Florence-2-large-no-flash-attn

Property	Value
Parameter Count	0.77B
License	MIT
Paper	Florence-2 Paper
Architecture	Vision Foundation Model

What is Florence-2-large-no-flash-attn?

Florence-2-large-no-flash-attn is a modified version of Microsoft's Florence-2 vision foundation model, specifically adapted to work without the flash-attention mechanism. This large-scale model (0.77B parameters) is designed to handle a wide range of vision and vision-language tasks through a prompt-based approach, trained on the extensive FLD-5B dataset containing 5.4 billion annotations across 126 million images.

Implementation Details

The model implements a sequence-to-sequence architecture optimized for both zero-shot and fine-tuned applications. It uses PyTorch framework and operates with float16 precision on CUDA devices, falling back to float32 on CPU. The modification removes flash-attention dependencies while maintaining core functionality, though potentially with some performance impact.

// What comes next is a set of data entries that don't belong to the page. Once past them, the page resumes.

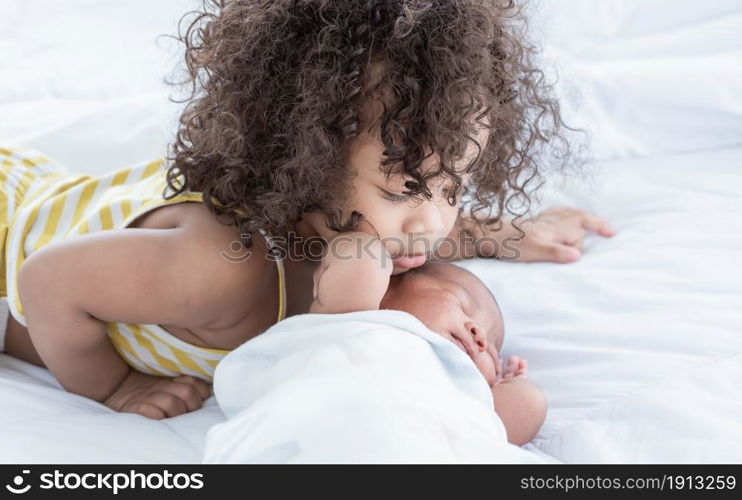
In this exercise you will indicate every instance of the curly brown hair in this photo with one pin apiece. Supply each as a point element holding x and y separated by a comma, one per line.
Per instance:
<point>278,88</point>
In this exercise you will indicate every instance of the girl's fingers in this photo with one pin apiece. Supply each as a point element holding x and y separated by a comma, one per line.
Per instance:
<point>561,253</point>
<point>523,368</point>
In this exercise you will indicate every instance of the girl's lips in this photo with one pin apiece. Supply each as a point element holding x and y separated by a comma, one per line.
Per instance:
<point>410,261</point>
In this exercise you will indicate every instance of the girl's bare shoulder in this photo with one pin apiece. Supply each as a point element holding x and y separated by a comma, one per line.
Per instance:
<point>234,278</point>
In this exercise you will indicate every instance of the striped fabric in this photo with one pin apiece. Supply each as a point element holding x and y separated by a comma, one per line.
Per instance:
<point>41,202</point>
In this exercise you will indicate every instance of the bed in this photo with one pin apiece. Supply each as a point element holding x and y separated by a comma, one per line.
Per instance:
<point>638,346</point>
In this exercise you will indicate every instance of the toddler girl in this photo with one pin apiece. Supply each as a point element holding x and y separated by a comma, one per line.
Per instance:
<point>308,118</point>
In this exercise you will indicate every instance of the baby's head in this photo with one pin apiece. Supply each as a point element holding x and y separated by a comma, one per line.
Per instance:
<point>454,303</point>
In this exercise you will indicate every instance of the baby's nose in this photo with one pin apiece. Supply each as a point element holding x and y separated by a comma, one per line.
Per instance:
<point>479,337</point>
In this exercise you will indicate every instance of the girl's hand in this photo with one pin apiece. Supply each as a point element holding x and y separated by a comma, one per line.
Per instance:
<point>353,275</point>
<point>555,235</point>
<point>159,397</point>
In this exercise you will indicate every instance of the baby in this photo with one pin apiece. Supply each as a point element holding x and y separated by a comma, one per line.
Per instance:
<point>450,301</point>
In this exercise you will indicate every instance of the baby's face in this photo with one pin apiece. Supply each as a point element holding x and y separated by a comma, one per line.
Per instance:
<point>454,303</point>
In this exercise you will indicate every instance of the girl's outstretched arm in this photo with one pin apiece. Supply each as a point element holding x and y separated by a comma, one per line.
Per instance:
<point>554,235</point>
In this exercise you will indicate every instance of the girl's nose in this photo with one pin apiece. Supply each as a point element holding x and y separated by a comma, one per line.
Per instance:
<point>479,337</point>
<point>424,219</point>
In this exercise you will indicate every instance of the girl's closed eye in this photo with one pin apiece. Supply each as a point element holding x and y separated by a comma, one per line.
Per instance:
<point>393,197</point>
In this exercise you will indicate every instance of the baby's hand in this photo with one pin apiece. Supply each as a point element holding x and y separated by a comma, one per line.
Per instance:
<point>555,235</point>
<point>517,368</point>
<point>159,397</point>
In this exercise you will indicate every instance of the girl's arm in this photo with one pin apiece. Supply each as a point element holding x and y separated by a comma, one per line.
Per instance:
<point>70,290</point>
<point>353,276</point>
<point>555,235</point>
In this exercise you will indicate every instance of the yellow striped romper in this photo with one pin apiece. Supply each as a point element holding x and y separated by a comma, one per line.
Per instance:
<point>41,202</point>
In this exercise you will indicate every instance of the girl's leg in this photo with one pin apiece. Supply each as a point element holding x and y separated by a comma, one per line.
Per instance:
<point>17,340</point>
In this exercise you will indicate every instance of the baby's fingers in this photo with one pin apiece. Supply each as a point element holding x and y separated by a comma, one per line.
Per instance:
<point>203,387</point>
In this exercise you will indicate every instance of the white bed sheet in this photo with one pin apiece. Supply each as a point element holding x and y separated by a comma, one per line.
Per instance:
<point>638,346</point>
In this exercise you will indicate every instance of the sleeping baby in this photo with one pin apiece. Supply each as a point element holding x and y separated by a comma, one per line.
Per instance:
<point>450,301</point>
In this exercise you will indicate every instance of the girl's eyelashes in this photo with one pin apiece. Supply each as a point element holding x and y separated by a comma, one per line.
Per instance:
<point>395,198</point>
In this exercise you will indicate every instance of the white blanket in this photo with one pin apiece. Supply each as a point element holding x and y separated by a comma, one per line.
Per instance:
<point>371,386</point>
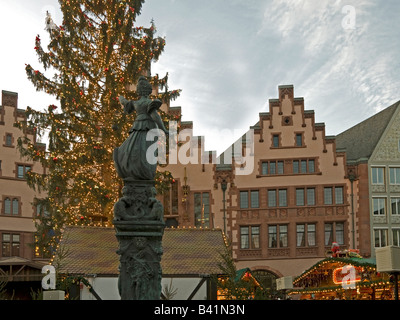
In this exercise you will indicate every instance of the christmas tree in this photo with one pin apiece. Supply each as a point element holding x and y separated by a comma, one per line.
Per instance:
<point>96,55</point>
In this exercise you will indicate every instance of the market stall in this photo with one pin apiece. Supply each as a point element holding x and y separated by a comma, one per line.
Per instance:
<point>343,277</point>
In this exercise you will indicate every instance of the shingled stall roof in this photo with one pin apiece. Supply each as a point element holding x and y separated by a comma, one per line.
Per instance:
<point>92,250</point>
<point>360,141</point>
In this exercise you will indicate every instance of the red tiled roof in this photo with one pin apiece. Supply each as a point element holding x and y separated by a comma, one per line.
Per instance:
<point>92,250</point>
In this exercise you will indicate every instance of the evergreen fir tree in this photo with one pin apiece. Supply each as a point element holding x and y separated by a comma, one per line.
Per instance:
<point>96,55</point>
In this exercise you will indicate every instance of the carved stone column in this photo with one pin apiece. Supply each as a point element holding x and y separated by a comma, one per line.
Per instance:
<point>139,225</point>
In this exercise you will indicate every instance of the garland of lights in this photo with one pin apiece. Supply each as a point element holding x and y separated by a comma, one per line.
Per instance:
<point>97,53</point>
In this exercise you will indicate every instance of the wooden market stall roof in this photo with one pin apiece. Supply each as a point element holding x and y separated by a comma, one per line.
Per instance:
<point>329,275</point>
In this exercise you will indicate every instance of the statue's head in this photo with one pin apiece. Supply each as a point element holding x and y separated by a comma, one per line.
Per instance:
<point>144,88</point>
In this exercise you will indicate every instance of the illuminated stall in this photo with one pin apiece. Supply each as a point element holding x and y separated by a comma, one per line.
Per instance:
<point>343,278</point>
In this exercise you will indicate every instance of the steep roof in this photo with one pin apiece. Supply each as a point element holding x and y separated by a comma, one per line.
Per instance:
<point>360,141</point>
<point>92,250</point>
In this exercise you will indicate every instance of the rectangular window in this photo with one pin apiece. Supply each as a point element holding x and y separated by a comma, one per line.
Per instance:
<point>311,166</point>
<point>280,167</point>
<point>328,195</point>
<point>170,198</point>
<point>328,234</point>
<point>378,174</point>
<point>272,168</point>
<point>299,197</point>
<point>272,237</point>
<point>6,245</point>
<point>254,199</point>
<point>395,205</point>
<point>271,198</point>
<point>311,196</point>
<point>202,209</point>
<point>7,206</point>
<point>275,140</point>
<point>334,232</point>
<point>244,199</point>
<point>295,166</point>
<point>22,170</point>
<point>8,139</point>
<point>311,239</point>
<point>282,198</point>
<point>299,140</point>
<point>244,237</point>
<point>264,168</point>
<point>380,236</point>
<point>174,198</point>
<point>303,166</point>
<point>396,237</point>
<point>339,232</point>
<point>255,237</point>
<point>394,174</point>
<point>10,245</point>
<point>379,206</point>
<point>283,236</point>
<point>300,235</point>
<point>250,237</point>
<point>339,195</point>
<point>15,245</point>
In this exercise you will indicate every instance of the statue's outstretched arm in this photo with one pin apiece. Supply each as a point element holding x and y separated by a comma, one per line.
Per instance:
<point>128,105</point>
<point>160,124</point>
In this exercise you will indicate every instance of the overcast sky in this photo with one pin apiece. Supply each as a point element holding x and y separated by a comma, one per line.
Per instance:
<point>230,56</point>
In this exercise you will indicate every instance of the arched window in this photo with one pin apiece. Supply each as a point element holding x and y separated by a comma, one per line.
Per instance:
<point>15,206</point>
<point>7,206</point>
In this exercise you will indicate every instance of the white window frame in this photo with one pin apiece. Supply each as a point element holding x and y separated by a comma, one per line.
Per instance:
<point>377,175</point>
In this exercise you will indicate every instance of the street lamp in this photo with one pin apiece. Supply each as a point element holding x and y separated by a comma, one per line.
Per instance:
<point>223,187</point>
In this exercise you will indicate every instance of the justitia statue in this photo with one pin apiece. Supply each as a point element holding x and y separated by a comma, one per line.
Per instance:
<point>130,158</point>
<point>138,215</point>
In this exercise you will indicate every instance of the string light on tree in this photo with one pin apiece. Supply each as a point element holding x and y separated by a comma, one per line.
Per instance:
<point>95,55</point>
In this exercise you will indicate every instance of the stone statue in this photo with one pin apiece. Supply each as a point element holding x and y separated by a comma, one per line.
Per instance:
<point>131,157</point>
<point>138,215</point>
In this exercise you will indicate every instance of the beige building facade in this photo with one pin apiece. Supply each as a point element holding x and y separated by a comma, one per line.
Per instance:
<point>281,193</point>
<point>18,261</point>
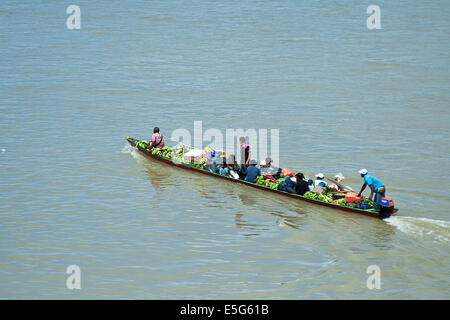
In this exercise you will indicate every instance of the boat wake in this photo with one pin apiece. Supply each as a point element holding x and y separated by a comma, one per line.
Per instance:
<point>436,230</point>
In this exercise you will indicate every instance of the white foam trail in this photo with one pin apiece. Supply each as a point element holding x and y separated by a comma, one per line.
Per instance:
<point>438,230</point>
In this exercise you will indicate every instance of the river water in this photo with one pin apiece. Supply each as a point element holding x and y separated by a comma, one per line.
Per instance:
<point>343,97</point>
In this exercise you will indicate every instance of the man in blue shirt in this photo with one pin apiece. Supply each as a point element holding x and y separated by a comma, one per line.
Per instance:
<point>252,172</point>
<point>375,185</point>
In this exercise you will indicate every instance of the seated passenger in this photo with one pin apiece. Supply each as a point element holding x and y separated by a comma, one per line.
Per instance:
<point>234,169</point>
<point>252,172</point>
<point>310,185</point>
<point>320,182</point>
<point>157,140</point>
<point>337,185</point>
<point>301,186</point>
<point>224,170</point>
<point>270,169</point>
<point>288,184</point>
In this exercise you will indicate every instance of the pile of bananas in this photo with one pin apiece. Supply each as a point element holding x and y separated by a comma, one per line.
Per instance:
<point>174,153</point>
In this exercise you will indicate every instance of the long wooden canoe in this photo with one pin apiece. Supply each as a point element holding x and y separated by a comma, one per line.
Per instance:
<point>145,152</point>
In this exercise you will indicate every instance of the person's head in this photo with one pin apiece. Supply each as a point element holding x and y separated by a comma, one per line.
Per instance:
<point>299,176</point>
<point>362,172</point>
<point>231,159</point>
<point>320,176</point>
<point>262,163</point>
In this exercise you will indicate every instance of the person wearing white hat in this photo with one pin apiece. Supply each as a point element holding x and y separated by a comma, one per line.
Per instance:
<point>375,185</point>
<point>320,182</point>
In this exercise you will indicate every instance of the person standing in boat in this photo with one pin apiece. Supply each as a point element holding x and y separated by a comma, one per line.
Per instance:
<point>252,172</point>
<point>157,140</point>
<point>320,182</point>
<point>245,152</point>
<point>301,186</point>
<point>375,185</point>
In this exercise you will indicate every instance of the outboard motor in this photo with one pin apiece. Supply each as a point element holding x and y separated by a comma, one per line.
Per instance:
<point>386,208</point>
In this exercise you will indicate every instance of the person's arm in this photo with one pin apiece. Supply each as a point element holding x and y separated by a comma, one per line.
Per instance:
<point>362,189</point>
<point>371,191</point>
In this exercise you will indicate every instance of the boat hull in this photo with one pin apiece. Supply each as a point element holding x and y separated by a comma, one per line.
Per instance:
<point>208,173</point>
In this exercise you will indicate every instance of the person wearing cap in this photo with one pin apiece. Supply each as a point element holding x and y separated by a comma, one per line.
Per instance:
<point>301,186</point>
<point>252,172</point>
<point>320,182</point>
<point>270,169</point>
<point>375,185</point>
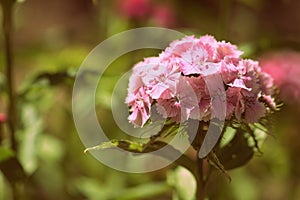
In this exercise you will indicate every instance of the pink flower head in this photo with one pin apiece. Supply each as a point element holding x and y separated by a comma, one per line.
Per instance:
<point>284,68</point>
<point>187,79</point>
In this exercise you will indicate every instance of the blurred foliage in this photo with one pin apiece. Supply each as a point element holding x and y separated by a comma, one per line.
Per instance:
<point>51,40</point>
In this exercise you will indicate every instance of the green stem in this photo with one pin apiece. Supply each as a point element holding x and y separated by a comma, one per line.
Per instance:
<point>7,10</point>
<point>200,192</point>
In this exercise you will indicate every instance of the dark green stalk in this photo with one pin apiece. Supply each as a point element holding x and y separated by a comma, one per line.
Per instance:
<point>200,190</point>
<point>7,10</point>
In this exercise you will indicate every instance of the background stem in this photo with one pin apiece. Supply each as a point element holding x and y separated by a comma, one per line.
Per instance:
<point>7,10</point>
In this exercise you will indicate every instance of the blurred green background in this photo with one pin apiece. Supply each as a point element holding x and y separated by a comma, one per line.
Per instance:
<point>51,40</point>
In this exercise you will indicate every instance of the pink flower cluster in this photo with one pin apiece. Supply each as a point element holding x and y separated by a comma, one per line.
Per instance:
<point>175,82</point>
<point>284,67</point>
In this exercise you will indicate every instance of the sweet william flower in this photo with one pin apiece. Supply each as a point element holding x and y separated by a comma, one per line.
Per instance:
<point>176,81</point>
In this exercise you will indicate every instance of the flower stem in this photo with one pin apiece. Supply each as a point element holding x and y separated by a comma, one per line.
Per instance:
<point>200,192</point>
<point>7,9</point>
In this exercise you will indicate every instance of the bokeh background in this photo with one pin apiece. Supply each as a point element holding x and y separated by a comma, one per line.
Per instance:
<point>51,40</point>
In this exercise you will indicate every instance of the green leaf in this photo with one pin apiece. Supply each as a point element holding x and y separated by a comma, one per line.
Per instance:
<point>12,170</point>
<point>123,144</point>
<point>215,162</point>
<point>5,153</point>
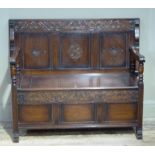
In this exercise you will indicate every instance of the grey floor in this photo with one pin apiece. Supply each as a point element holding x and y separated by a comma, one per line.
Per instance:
<point>121,137</point>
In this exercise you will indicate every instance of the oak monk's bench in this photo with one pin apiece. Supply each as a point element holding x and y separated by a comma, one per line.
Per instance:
<point>82,73</point>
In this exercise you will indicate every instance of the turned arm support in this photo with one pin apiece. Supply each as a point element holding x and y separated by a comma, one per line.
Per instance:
<point>14,55</point>
<point>137,63</point>
<point>14,64</point>
<point>134,53</point>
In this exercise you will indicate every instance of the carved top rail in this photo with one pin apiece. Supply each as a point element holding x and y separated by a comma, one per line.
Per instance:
<point>69,25</point>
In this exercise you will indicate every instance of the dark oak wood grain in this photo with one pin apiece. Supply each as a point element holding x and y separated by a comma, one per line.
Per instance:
<point>76,73</point>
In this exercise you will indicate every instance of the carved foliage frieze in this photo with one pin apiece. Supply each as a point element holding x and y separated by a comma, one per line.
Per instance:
<point>77,96</point>
<point>73,25</point>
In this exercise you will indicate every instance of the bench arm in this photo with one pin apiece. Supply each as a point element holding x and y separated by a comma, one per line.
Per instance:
<point>134,52</point>
<point>14,55</point>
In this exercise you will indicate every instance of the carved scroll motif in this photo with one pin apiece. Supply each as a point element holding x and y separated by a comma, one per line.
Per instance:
<point>82,96</point>
<point>75,51</point>
<point>74,25</point>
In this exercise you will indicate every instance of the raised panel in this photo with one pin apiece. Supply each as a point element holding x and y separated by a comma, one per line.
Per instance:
<point>74,51</point>
<point>113,50</point>
<point>77,113</point>
<point>36,53</point>
<point>122,112</point>
<point>34,113</point>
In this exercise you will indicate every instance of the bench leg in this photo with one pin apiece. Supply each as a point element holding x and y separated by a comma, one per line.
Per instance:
<point>138,133</point>
<point>15,137</point>
<point>22,132</point>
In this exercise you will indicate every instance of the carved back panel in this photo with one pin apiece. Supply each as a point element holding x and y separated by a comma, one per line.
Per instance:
<point>73,44</point>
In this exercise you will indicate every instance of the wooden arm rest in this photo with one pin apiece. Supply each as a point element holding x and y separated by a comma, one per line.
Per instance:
<point>135,54</point>
<point>13,57</point>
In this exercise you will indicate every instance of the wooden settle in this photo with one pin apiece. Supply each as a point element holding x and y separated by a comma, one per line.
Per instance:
<point>76,73</point>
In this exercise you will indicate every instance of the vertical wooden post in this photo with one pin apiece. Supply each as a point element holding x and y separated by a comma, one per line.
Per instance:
<point>13,86</point>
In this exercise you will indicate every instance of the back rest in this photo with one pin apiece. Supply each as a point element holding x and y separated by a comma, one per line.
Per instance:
<point>80,44</point>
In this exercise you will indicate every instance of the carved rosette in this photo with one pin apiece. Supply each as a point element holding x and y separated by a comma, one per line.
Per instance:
<point>77,96</point>
<point>75,51</point>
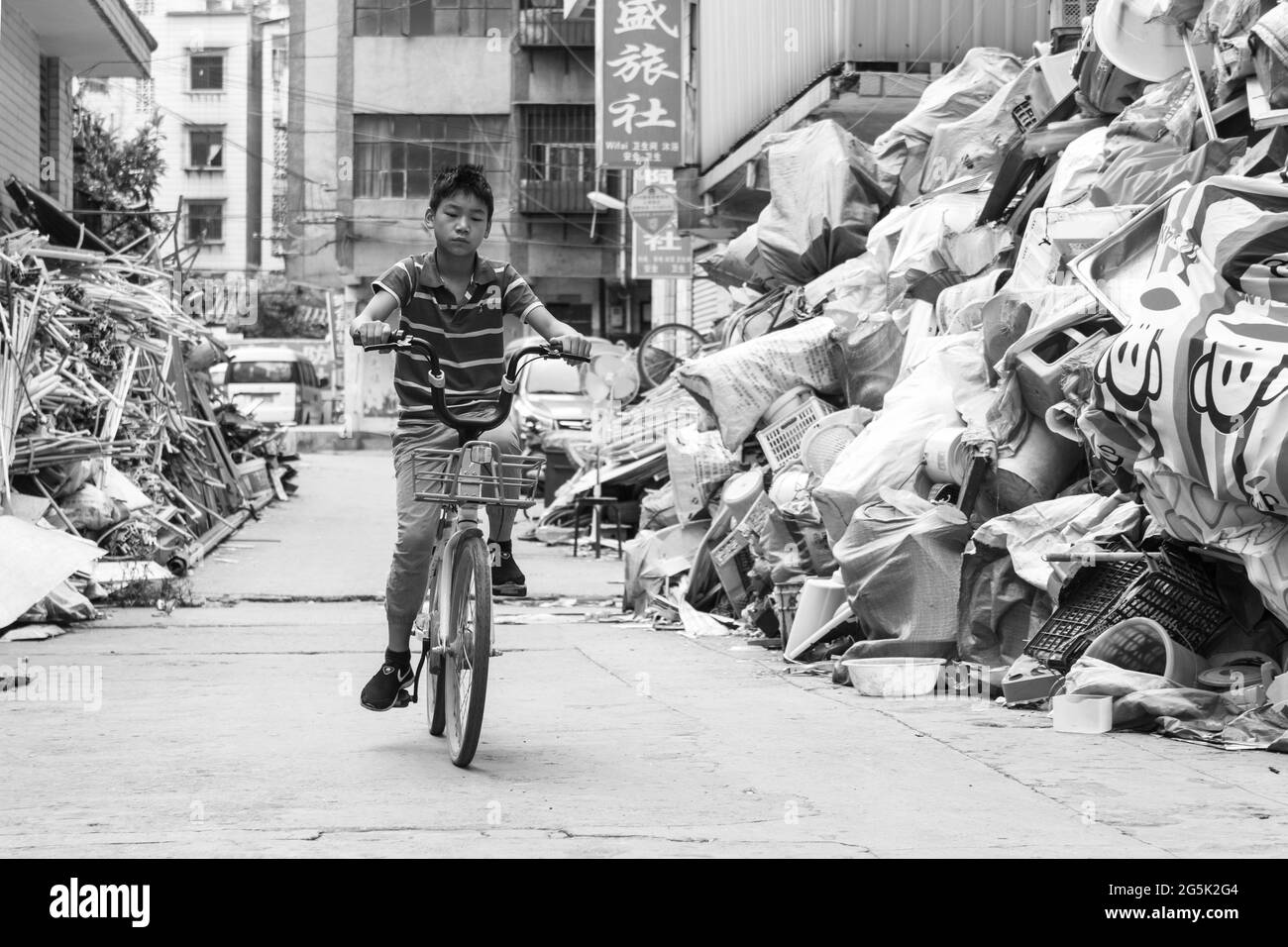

Supports multiple vision tasks through simple prompt engineering
Processes both image and text inputs simultaneously
Implements efficient attention mechanisms without flash-attention requirement
Achieves strong performance metrics across various benchmarks

Core Capabilities

Image Captioning (COCO CIDEr score: 135.6)
Object Detection (COCO val2017 mAP: 37.5)
Dense Region Captioning
OCR and Text Recognition
Visual Question Answering
Phrase Grounding

Frequently Asked Questions

Q: What makes this model unique?

This model stands out for its ability to handle multiple vision tasks without task-specific fine-tuning, while maintaining high performance without the flash-attention mechanism. It achieves impressive results with relatively fewer parameters (0.77B) compared to competitors like PaLI (17B) or Flamingo (80B).

Q: What are the recommended use cases?

The model excels in various computer vision tasks including image captioning, object detection, OCR, and visual question answering. It's particularly suitable for applications requiring multiple vision capabilities in a single model, especially when flash-attention isn't available in the deployment environment.